The Atlantic: “[Airlines] turned frequent-flier systems into the sprawling points systems they are today. And they turned airlines into something more like financial institutions that happen to fly planes on the side. Here’s how the system works now: Airlines create points out of nothing and sell them for real money to banks with co-branded credit cards. The banks award points to cardholders for spending, and both the banks and credit-card companies make money off the swipe fees from the use of the card. Cardholders can redeem points for flights, as well as other goods and services sold through the airlines’ proprietary e-commerce portals. For the airlines, this is a great deal. They incur no costs from points until they are redeemed—or ever, if the points are forgotten. This setup has made loyalty programs highly lucrative. Consumers now charge nearly 1 percent of U.S. GDP to Delta’s American Express credit cards alone. A 2020 analysis by the Financial Times found that Wall Street lenders valued the major airlines’ mileage programs more highly than the airlines themselves. United’s MileagePlus program, for example, was valued at $22 billion, while the company’s market cap at the time was only $10.6 billion.”
Katharina Pistor: “Finance used to be a means to an end, not an end in itself. From food and housing to family vacations, everything in our daily lives must be paid for one way or another. If we don’t have cash on hand, we turn to a lender for a credit line. Companies do the same. They routinely finance their operations by borrowing or issuing equity stakes to investors, who will part with their money in the expectation of future returns. By bringing these counterparties together, capital markets play a crucial role in the economy. So far so good. But finance is no longer just an intermediary that channels money from savers to borrowers. No longer are its functions confined to putting money in the hands of people who will pledge to pay back the principal, plus interest, in the future. On the contrary, finance is now in the driver’s seat, setting the agenda for others, including governments. There are two big problems with this: finance is both dumb and dangerous.”

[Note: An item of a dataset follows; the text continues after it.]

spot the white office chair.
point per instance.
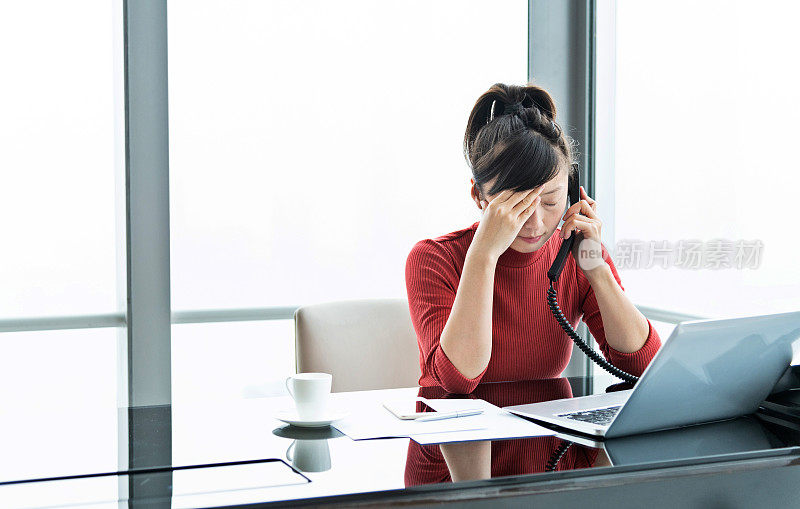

40 global technology companies beating their Western rivals. (From Rest of World). “Some of them won by market combat: Years of bruising competition led to lucrative acquisitions by their Western rivals, or acquisitions of the Westerner’s local assets. A few just dominate their sector outright. Others beat the West by paying attention. They saw what foreign entrants missed, and tailored their products and platforms to local user needs with surgical precision. Or they proved a certain model could work in developing economies written off by outsiders.”
Suyash Rai reviews the Make in India initiative, concluding: “It is important to remember that it is very difficult to get industrial policy right, especially in a moderate-capacity state like India. This calls for care and caution. Any strategy of industrial policy implies a particular theory of change, which is underpinned by a view on what objective is worth pursuing, a perspective on how the world works, and assumptions about how policies will be implemented. The theory can be wrong on any of these counts, but the sunk cost fallacy is quite common in such matters, especially in a context where there is a large community of narrative-shapers who are willing to claim success too easily. Therefore, only careful analysis can help the government realize the need for timely course corrections.”